E porque esta reflexão já vai longa, talvez porque enorme é o desafio de ajudar um filho a crescer, há uma coisa que eles precisarão sempre, por mais anos que passem:

6. Precisam que acreditemos, sem nunca desistir da pessoa que são.

A vida às vezes não é fácil e a adolescência não o é com toda a certeza (lembras-te?). É não sabermos bem quem somos e absorvermos tudo o que dizem de nós. É arriscar o que nunca se fez e, quando dá para o torto, achar que é o fim o mundo. É um sem fim de coisas novas a acontecer que constantemente desafiam e ameaçam a pessoa que queremos ser. E claro, no meio de todo este turbilhão de emoções e de incertezas, é preciso alguém que acredite, que insista e que diga: “Vai em frente!”. Todos os dias.
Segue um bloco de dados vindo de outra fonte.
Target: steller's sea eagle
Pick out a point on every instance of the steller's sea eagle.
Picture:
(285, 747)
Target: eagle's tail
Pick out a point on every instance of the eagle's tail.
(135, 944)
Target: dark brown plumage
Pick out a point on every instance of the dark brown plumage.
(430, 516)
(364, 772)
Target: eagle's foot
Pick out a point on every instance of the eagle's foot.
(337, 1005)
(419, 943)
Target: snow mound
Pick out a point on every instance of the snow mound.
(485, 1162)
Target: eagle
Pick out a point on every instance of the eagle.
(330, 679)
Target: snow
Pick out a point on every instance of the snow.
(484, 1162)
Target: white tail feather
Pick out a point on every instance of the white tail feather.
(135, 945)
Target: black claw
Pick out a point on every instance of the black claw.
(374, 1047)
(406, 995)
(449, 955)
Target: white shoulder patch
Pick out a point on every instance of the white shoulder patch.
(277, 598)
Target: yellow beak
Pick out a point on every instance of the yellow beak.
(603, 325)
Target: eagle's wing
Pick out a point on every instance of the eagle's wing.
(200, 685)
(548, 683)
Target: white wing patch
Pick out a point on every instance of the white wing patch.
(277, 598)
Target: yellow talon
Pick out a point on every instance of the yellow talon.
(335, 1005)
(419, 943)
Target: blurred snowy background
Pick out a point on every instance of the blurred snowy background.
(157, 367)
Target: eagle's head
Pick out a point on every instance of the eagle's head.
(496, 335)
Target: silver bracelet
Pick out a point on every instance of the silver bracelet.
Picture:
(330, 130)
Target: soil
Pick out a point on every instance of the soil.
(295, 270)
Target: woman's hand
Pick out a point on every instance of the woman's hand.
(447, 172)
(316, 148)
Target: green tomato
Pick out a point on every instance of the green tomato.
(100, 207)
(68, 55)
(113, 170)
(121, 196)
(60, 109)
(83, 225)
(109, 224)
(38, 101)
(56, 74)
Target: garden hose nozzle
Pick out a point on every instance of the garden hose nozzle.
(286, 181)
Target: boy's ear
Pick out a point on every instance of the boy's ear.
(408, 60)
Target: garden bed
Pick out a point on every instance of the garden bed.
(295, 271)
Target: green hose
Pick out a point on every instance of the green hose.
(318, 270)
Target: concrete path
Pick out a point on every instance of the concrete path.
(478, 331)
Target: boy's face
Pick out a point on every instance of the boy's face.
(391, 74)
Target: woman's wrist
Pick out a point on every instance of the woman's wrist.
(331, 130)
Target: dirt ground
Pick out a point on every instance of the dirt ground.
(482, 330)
É pela importância disto que as bancadas da primeira fila estão reservadas às mães, aos pais, aos avós… É por causa disto que eles as procuram com os olhos e sorriem por dentro, sempre que as encontram cheias.

“Adoro-te filho … mas tenho que ir preparar o jantar. Esqueci-me de descongelar qualquer coisa e tenho que improvisar, vou fazer uma sopa com o que tiver no frigorífico, mas prometo que antes de ires dormir vejo isso com calma.”

Adoro-te filho, mas já estou atrasado para ir trabalhar.

Tenho de ganhar dinheirinho para pagar a renda, comprar comida e aqueles brinquedos que tu gostas. Mas logo à noite prometo que vejo isso com calma.

Adoro-te mau filho, mas tenho que ir preparar o jantar. Esqueci-me de descongelar qualquer coisa e tenho que improvisar, vou fazer uma sopa com o que tiver no frigorífico, mas prometo que antes de ires dormir vejo isso com calma.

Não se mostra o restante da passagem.